Shin-Hanga

Kawase Hasui

The prolific Kawase Hasui (1883-1957) was most well-known for his beautiful landscape prints, working with Watanabe to produce over six hundred scenes.[1] Study of his early landscapes show a tendency to romanticize and abstract scenes of the countryside, often casting them in rain or twilight, or placing a small figure within a monumental landscape.[2] Hasui would go on sketching tours of the Japanese countryside, drawing scenic places that just recently had begun to be thought of as possible artistic themes.
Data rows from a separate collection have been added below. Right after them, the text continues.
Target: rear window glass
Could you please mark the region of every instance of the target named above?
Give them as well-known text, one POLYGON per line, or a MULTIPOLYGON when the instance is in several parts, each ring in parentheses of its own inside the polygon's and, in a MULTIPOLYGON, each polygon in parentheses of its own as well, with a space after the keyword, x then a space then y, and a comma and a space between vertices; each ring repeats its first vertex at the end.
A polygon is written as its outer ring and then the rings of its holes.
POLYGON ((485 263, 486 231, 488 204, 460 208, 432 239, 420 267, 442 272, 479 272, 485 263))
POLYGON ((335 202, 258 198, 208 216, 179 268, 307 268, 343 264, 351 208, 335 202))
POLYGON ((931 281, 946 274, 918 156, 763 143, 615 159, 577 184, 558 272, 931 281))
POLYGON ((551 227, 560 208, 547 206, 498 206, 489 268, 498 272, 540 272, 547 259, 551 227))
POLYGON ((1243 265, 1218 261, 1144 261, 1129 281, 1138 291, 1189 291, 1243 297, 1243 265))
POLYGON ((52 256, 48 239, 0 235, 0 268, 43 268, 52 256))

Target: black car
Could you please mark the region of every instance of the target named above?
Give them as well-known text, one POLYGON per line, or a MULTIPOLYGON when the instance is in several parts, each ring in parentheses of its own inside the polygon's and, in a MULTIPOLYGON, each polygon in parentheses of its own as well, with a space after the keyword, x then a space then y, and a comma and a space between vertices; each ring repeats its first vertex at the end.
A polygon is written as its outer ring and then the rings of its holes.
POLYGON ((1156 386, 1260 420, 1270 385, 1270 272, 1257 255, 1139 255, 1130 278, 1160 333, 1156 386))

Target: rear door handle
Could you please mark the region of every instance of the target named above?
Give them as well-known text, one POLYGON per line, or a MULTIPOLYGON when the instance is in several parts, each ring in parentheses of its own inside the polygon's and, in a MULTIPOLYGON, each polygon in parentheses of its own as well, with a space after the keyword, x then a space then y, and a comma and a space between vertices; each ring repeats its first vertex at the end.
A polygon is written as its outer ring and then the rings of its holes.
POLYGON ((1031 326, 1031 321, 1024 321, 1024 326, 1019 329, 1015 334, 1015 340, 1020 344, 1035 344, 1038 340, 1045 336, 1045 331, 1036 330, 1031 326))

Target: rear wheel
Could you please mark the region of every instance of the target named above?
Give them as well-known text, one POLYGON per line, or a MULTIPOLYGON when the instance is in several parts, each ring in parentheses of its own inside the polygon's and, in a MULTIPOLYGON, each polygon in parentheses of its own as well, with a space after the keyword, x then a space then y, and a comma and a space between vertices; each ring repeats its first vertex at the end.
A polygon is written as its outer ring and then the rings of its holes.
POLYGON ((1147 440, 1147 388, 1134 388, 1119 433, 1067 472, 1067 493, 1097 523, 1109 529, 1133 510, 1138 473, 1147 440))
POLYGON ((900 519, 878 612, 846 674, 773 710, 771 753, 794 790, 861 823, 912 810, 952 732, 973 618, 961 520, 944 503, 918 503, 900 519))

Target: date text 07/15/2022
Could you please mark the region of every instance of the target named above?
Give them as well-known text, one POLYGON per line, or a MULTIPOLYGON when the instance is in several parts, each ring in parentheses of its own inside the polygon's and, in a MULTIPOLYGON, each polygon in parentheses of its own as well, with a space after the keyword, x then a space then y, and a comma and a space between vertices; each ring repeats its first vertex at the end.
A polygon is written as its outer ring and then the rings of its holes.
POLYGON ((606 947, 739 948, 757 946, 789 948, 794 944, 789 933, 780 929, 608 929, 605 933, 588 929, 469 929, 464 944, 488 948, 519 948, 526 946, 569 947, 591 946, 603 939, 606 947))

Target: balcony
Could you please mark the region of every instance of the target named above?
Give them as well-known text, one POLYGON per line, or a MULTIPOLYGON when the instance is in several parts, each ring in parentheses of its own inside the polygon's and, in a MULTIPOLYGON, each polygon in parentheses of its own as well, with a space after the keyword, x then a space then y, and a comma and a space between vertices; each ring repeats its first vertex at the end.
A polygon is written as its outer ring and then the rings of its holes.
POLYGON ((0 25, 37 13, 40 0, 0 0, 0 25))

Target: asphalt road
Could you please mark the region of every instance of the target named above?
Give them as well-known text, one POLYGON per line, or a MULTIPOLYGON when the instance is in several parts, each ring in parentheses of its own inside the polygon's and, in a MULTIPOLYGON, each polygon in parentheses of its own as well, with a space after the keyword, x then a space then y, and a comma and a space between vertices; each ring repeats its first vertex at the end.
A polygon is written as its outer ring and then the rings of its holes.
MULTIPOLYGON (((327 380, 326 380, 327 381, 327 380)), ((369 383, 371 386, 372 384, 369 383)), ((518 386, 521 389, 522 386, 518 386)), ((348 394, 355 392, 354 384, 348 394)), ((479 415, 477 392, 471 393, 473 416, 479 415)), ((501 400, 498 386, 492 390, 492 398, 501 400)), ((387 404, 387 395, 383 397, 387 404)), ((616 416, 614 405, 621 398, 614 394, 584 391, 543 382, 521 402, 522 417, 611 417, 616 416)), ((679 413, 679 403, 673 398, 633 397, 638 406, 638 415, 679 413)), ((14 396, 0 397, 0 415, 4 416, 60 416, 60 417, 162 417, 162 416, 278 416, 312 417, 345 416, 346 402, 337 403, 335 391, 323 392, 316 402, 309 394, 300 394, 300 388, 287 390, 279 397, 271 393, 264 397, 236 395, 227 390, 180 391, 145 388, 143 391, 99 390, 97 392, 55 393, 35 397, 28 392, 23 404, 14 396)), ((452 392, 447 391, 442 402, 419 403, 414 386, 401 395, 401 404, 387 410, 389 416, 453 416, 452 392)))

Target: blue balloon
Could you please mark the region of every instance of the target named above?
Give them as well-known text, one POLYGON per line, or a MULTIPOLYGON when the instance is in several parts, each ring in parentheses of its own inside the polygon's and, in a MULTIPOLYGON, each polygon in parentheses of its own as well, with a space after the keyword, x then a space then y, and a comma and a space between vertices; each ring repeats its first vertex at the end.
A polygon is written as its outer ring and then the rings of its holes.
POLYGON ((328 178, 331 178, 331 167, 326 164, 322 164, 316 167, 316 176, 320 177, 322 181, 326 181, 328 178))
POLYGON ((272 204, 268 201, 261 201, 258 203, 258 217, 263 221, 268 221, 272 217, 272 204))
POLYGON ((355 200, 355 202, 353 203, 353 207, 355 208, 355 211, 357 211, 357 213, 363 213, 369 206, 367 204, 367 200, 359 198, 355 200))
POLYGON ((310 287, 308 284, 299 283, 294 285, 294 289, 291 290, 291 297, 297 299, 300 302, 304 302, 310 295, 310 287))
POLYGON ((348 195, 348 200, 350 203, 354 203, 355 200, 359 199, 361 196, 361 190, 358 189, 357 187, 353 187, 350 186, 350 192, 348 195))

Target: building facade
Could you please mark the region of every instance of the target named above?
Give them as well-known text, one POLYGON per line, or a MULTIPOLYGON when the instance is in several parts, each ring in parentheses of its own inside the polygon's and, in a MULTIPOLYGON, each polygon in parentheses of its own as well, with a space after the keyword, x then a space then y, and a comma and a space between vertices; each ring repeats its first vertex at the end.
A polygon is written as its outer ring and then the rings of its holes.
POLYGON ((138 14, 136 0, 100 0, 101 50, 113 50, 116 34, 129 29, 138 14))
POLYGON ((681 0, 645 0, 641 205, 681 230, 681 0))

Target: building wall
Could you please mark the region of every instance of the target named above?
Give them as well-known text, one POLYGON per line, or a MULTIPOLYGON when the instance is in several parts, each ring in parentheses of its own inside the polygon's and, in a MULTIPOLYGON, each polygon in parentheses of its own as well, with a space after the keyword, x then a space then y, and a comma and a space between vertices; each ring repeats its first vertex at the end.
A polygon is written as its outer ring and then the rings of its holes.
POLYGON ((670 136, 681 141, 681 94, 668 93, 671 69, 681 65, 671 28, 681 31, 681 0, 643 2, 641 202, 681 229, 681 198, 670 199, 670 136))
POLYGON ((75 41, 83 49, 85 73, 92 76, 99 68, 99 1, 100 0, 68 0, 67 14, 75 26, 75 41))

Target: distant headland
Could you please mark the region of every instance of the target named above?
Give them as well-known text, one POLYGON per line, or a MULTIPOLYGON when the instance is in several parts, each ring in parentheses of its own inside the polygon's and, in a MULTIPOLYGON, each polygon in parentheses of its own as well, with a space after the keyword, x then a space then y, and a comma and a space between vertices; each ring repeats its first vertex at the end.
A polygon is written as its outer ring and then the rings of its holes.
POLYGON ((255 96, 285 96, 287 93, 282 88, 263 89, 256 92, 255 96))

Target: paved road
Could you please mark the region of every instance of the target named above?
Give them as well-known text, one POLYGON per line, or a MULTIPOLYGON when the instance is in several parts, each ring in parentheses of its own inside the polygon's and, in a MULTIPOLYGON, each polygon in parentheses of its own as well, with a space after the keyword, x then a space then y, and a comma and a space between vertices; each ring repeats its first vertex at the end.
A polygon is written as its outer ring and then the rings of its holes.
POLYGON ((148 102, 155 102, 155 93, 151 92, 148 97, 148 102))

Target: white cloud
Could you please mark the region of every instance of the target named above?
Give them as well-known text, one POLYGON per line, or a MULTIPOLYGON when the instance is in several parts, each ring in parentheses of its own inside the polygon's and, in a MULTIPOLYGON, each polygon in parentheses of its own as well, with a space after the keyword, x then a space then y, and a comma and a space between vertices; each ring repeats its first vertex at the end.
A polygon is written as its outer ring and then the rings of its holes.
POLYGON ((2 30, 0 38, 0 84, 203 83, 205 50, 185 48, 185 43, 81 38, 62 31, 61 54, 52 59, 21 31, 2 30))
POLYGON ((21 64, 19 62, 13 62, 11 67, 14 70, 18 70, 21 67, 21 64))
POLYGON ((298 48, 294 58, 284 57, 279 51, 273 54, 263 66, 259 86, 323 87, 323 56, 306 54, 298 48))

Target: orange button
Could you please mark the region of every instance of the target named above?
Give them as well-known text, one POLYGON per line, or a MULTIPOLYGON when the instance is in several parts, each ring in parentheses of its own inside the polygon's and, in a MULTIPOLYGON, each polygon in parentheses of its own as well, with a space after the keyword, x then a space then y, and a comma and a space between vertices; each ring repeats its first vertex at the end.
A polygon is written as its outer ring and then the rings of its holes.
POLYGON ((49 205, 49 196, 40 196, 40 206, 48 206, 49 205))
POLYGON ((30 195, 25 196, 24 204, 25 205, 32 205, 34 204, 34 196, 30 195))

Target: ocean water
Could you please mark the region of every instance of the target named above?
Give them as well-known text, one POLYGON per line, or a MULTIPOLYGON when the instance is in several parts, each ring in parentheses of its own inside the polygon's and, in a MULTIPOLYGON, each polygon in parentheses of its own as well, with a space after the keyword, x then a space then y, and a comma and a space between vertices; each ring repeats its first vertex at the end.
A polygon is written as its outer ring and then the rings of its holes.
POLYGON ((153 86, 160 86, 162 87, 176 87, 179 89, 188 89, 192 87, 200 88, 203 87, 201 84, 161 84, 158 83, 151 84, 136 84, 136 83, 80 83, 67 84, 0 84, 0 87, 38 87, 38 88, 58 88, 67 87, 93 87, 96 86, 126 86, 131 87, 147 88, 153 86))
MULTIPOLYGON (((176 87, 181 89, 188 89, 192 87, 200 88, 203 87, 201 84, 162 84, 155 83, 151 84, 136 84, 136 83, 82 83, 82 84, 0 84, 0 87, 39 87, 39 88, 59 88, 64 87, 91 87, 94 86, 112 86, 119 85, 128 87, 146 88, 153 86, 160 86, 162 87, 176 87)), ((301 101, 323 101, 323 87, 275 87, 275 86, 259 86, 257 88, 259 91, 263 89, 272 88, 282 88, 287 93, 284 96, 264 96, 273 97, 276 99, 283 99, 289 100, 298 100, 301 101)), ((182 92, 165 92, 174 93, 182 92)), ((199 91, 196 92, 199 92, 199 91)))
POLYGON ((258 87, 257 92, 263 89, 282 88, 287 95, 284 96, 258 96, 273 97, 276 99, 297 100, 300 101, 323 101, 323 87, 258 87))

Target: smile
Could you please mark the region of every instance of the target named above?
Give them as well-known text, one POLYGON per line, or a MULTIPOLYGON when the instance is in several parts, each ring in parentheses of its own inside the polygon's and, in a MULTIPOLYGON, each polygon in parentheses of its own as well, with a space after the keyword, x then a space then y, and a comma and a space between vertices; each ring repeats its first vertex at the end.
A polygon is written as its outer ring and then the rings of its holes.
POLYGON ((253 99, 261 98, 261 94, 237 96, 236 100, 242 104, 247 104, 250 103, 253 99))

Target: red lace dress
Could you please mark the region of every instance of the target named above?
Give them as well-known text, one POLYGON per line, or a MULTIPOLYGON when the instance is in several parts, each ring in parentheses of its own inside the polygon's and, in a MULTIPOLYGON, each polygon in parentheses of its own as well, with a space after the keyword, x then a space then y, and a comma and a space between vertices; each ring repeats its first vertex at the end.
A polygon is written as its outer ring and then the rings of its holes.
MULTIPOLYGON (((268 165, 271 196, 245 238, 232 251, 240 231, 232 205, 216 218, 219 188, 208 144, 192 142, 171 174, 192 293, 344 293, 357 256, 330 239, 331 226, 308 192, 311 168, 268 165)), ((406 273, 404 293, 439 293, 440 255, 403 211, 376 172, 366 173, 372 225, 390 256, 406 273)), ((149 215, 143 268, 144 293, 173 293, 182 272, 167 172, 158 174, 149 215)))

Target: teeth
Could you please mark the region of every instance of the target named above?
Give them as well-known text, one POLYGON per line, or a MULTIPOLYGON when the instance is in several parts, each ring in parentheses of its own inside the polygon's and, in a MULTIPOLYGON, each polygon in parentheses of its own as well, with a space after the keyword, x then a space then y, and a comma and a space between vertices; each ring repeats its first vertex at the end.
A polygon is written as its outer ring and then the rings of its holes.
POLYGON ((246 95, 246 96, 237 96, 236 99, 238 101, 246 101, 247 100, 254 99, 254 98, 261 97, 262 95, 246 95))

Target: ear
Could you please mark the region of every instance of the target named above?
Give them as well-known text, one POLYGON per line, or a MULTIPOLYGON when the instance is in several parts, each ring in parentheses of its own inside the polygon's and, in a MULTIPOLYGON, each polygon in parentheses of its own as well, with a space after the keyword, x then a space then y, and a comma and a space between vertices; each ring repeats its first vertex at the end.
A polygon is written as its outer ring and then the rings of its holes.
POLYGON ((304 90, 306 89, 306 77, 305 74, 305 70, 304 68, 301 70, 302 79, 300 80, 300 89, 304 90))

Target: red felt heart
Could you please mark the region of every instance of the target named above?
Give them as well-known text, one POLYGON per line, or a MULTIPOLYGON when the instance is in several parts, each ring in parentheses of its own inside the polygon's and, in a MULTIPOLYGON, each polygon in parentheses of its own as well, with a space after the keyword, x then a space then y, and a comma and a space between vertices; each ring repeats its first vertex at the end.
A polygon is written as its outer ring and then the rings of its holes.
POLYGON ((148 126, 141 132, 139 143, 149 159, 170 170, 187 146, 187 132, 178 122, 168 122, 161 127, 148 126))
Hasui’s Suhara, Kiso (fig. 3) is exemplary of these ideals. Underneath looming mountains in the background, a small village is deluged with rain, likely during the evening. A road cuts between the buildings, and a tiny figure can be seen near the end of it, perhaps holding an umbrella to shield themself from the rain. There are two lights on in the windows of two houses, and the light reflects on the wet street. The yellow of these lights attract the eye to the figure and the buildings, which are clearly meant to be the focal point. The trees in the foreground seem to be bent over with the force of the wind and rain. The color palette is dark and heavy, mostly a mix of dark greens, blues, and grays. The insignificance of the figure in comparison with the landscape and the sheer force of the weather – indicated by the diagonal, slightly curved lines representing rain that draw the eye down across the image – truly demonstrates Hasui’s desire to romanticize the magnificence of the countryside.

Mount Unzen, Hizen (fig. 4), created three years later, is beautifully vibrant. Mount Unzen overlooks a pristine lake upon which three boats are floating. Slender trees line the foreground, slightly obscuring the view of the lake, while clouds hover in the distance behind the mountains. In reality, Mount Unzen is a group of active composite volcanos, though there is nothing in this print that indicates the destructive force that lurks beneath the surface. The colors are perfectly registered, with gradients of blue in both the sky and the lake. The reddish brown of the mountaintops draws the eye upwards to the top of the print. The viewer’s eye is then directed horizontally across the print, following the movement of the wispy clouds that hang in the air in front of the mountains.
 
[1] Helen Merritt, Modern Japanese Woodblock Prints: The Early Years (Honolulu: University of Hawaii Press, 1990), 54.
 
[2] Kendall Brown and Hollis Goodall-Cristante, Shin-hanga: New Prints in Modern Japan (Los Angeles: Los Angeles County Museum of Art, 1996), 19.